Careless trash talk is becoming far too common, with an ugly undercurrent of conspiracy theory about the industry, dealers, and reviewers. The key in making any comparison is always to listen for yourself, and treat the comments of reviewers, dealers, manufacturers, and sane fellow audiophiles as nothing more than an introduction that helps you make your own judgments.

Tony Cordesman

Darthlaker -- Fri, 10/24/2008 - 10:22

thanks so much for your detailed and honest comments, it is very much appreciated.

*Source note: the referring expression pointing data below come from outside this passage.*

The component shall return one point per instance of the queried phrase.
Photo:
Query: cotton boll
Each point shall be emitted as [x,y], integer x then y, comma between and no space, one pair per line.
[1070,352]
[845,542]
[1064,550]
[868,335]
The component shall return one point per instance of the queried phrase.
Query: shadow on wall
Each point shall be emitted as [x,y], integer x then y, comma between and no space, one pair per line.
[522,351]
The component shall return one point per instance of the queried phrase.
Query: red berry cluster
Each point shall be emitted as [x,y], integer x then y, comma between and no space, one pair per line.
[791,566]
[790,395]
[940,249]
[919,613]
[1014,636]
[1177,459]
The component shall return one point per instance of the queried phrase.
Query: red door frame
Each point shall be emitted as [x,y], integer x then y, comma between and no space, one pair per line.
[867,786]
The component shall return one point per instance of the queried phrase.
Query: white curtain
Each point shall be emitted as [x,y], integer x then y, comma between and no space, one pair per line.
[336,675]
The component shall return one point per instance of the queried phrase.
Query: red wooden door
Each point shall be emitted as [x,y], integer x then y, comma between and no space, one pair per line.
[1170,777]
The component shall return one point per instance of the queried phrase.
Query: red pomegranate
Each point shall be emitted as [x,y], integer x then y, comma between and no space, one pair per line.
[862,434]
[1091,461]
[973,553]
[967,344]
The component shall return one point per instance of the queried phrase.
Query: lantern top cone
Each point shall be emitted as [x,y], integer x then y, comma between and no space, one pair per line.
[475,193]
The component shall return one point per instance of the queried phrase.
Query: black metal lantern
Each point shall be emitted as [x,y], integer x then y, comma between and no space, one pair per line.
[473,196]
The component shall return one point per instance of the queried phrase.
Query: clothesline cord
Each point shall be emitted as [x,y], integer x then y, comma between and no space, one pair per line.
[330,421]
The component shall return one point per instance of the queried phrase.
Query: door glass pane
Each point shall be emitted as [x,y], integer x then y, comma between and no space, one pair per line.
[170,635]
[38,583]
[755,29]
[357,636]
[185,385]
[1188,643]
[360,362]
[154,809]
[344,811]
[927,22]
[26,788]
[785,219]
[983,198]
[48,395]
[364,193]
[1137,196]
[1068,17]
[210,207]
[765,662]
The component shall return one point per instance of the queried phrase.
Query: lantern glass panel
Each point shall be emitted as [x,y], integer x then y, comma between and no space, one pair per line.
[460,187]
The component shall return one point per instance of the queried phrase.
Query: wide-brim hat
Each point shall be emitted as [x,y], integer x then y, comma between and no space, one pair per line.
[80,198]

and agree, there is far too much trash talk going on these days....

cheers
mark

Anony-mouse (not verified) -- Sat, 07/04/2009 - 22:37

I haven't heard the 5A's, but I did audition the 3.7's against another well-known standard-bearer (if not top of the line), the Maggie 3.6's.  As a former owner for many years of Thiel 2.2's, who used to sell Maggies around the same period, back when the current model was the 3.3, I was prepared to like and admire what I thought Maggies have always done well, but to prefer the Thiels' balance of attributes overall.  To my great surprise, it wasn't even close for me -- the Maggies won hands down, and at less than half the price.
 
It was the things I preferred most about the 3.6's that also surprised me the most: That they had the more propulsive and solidly tactile bass, the more fully-saturated tonal color and richly detailed midrange, the more fleshed-out imaging, the more 3-D soundfield, the greater dynamic life -- the Maggies were simply more involving and convincing (hung on the end of the same audition system and located close to the same spots in the room).   That they imbued music with more believable power and density, and at satisfyingly loud volumes, really shocked me.  I expected the usual spooky imaging and transparency, as well as a large soundstage, low coloration, and non-boxy openess (great with acoustic music, but electric?...), but not the emotional, visceral excitement I heard and felt.
 
If I'd been blindfolded, I wouldn't have even guessed they were Maggies, or planars at all, so absent were any telltale signs pointing toward my previously-held conception of what their characteristic signature was (somewhat ghostly and granular, compressed and dry, images too big and diffuse, if enjoyably so).  Initially, I just assumed that a subwoofer must have been in-system to get that kind of body and heft, not to mention reverberent resolution, from a Maggie, but one wasn't.  (I might've even believed it had I been told I was listening to Wilsons, although obviously the Maggies don't actually possess that kind of slam.)  By comparison, the Thiels not only sounded smaller, but also deader, paler, and more constricted and removed from the original event; after the Maggies they lacked for the breath of reality, sounding much more like canned stereo, however clean, tidy and well-controlled.  (And remember, I like Thiels.)  The Maggies didn't even yield anything in the way of precise definition and coherence, credible-seeming assertions about the importance of time and phase alignment notwithstanding.  And although I still assume the monopolar Thiels would normally be easier to place (and definitely offer a larger listening window), the dealer's room did not appear specially set up for dipolar radiators, other than being fairly large.
 
I can only wonder what the comparison would be like between the 3.7's and the more comparably-priced Maggie 20.1's (which, unlike the 3.6's, drive their LF planar panels in push-pull fashion).  No, I haven't bought the Maggies -- I still cling to the notion that it's probably easier to live with dynamic-box, quasi-point-source speakers in many ways (I got Mordaunt-Short Performance 6's, with their unique semi-dipole dome tweeters) -- and of course this was only one audition, with which partnering gear I can't even recall.  But it was certainly an ear-opener, disabusing me of several preconceptions about the relative sonic virtues and vices of Maggies in particular, and making a strong argument for the the dipolar, line-source approach, provided one can live with the placement and room requirements, visual obtrusiveness and limited listening position.  The high sound quality and value are certainly there.